Cousins em quadra pela Universidade de Kentucky, ao lado do armador John Wall (Wizards)

Em suas primeiras temporadas na NBA, Cousins não “decolou” da forma como poderia porque jogou basquete aos seus termos. Como queria e não como deveria. Baseado no que era capaz de fazer e não no que fazia de melhor. Sua falta de juízo e decisões ruins, na verdade, fizeram com que se tornasse uma espécie de atração bizarra: atraía as pessoas para assistir aos jogos do Kings por seu estilo totalmente sem noção – fazendo questão de levar a bola para o ataque sempre que podia, “forçando” arremessos de média distância quando bem entendia, atacando a cesta nos momentos menos convenientes e acumulando performances defensivas cada vez piores. Ele era a perfeita extensão da bagunça que era a franquia de Sacramento, cujos então donos tentavam de tudo para justificar uma mudança de cidade.

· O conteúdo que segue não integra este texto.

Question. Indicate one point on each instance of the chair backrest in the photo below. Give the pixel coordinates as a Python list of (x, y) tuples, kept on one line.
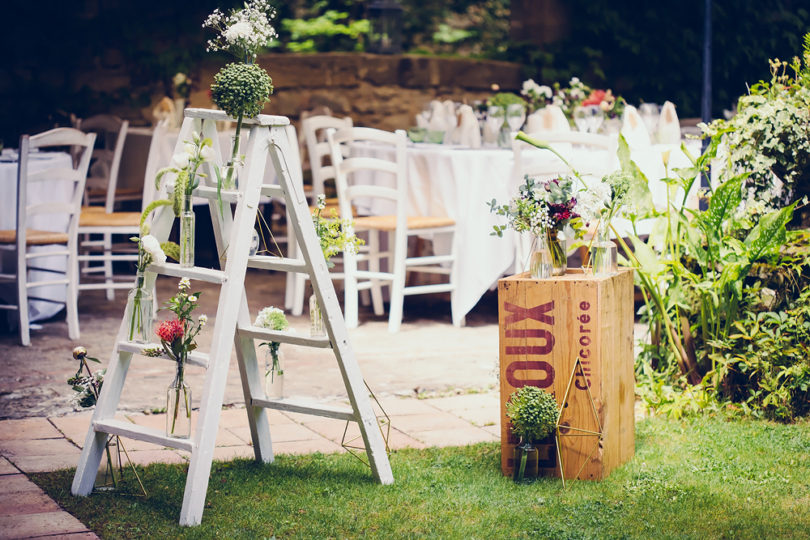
[(372, 154), (75, 177), (314, 128), (153, 162), (111, 133)]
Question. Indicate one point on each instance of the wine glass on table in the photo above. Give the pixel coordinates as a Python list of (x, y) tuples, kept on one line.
[(580, 119), (595, 116), (515, 116), (649, 113), (494, 122)]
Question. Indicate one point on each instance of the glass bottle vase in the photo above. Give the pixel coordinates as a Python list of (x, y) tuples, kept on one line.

Eis que temos esse cara grande – com corpo, força, técnica e agilidade para bater a maioria (para não dizer todos) dos pivôs da NBA dentro do garrafão – fazendo questão de atuar de modo que pudesse mostrar tudo o que podia fazer, mas não era necessariamente bom ou eficiente fazendo. Era a receita do fracasso. Uma receita que ele vem começando a mudar neste ano.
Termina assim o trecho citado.